About Software

General philosophy

We strongly support open source and freely share our software tools with others.

Some comments on commonly used software

Computational work is done almost exclusively on Linux systems (my laptop currently runs Ubuntu 18.04). It’s fine to start with data on Macs or PCs (Your data is in a bunch of word docs and excel files?!), but to process this stuff systematically and efficiently, we’re likely to move it to Linux.

Preferred languages are Python for data analysis and Bash for scripting. For interactive data exploration, visualization and modeling (e.g. scikit-learn), running Python in Jupyter notebooks works great. Some applications (e.g. connecting to NCBI databases) work well with Perl, and C is sometimes used for compute-intensive things. When required, we can also work with other languages (e.g. Ruby, JavaScript, PhP, Visual Basic), for example to validate, document and/or port algorithm code.

Bioinformatics design and analysis work frequently employs a set of command-line C programs, maintained together as “vertools” (see below). In addition, sequence alignment and processing tools like BLAST, bedtools, samtools, picard, etc are often used. For multi-step processes (e.g. design of indexes, generation of feature tables for machine learning, etc.) “wrapper scripts” or “pipelines” that string together software tools for end-to-end data processing are often built. Depending on the scale and frequency of tasks, the effort spent writing such scripts is often well worth it; Besides task automation, scripts provide consistency (e.g. remove sources of human error), and can function as “working documentation” for the processes they address.

Public web tools and databases are, of course, used as needed.

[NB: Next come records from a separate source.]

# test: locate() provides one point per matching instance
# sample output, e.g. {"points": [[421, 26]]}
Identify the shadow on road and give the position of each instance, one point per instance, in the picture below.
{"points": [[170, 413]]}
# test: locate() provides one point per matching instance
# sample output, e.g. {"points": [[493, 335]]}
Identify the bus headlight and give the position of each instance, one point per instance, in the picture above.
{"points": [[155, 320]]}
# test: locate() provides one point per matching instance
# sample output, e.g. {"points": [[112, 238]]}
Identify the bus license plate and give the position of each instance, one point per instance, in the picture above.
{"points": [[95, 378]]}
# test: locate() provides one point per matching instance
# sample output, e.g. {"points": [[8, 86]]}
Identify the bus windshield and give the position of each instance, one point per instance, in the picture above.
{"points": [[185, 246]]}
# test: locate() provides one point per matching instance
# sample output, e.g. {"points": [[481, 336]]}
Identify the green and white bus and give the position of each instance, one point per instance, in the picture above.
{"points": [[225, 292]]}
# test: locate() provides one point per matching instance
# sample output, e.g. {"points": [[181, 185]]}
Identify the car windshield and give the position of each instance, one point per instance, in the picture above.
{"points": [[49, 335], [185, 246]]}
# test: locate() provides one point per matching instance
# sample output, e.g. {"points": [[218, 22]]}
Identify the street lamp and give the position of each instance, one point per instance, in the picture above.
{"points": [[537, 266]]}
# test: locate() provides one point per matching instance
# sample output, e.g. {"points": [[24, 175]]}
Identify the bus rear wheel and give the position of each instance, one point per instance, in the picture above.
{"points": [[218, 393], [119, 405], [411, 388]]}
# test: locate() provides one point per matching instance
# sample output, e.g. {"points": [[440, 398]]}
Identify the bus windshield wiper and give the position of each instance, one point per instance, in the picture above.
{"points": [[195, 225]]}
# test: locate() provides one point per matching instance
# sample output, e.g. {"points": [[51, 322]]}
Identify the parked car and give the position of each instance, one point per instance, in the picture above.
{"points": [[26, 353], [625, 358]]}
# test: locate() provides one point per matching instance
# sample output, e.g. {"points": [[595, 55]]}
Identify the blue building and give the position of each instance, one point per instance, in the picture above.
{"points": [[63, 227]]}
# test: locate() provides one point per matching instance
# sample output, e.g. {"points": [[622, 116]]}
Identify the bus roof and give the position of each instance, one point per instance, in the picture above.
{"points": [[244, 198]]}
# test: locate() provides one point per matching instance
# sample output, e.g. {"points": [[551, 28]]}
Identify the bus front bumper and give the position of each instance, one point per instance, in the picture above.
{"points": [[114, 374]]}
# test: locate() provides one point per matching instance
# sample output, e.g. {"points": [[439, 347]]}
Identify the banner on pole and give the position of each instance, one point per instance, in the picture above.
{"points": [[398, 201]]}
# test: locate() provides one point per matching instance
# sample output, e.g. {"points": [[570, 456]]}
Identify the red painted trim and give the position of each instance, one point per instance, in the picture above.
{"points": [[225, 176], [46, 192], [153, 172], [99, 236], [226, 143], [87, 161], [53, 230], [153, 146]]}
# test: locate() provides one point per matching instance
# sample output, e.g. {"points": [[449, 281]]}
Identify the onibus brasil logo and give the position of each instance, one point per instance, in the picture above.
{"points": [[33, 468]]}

The number of useful bioinformatics resources on-line is phenomenal. For example, the UCSC genome site (go Banana Slugs!) has all kinds of useful data and tools in addition to the browser.

Vertools software collection

Vertools is a collection of command-line C programs useful for various sequence and data processing tasks. The source code can be found on github here: https://github.com/ryantkoehler/vertools

Code is more or less mature and trusted, though by no means “finished”. The repository has some minimal documentation (This is on my to-do list! … or if anyone would like to volunteer?) so it’s probably not to clear what the various tools are good for. This table provides a quick summary.

Other shared software

Several other potentially useful software tools are also on github. Here’s a short description of what these do and how they may be useful. There are more or less brief instructions for use (including example input files) within each repository.

Command line color tools (https://github.com/ryantkoehler/comline_color_tools) is useful to highlight things in terminal output. There are three Perl scripts to color numbers, rows / columns, or DNA sequences in various ways using ansi color codes.

Sequence feature table generator (https://github.com/ryantkoehler/seqs2ftab) is useful for data analysis and machine learning starting from DNA sequences. This Python script uses a “score definition file” to call various programs (e.g. Vertools) that report computed features of input sequences, then combines all outputs into a matrix with columns of feature values for each sequence.

Real-time PCR-visualization (https://github.com/ryantkoehler/rtPCR_viewer) is a GUI-based Python app to analyze PCR and melting data via various plots and calculated metrics. The stated-use-utility of this is limited (mainly interesting to view curves), but the code may serve as a useful example / starting point for wxPython applications(?)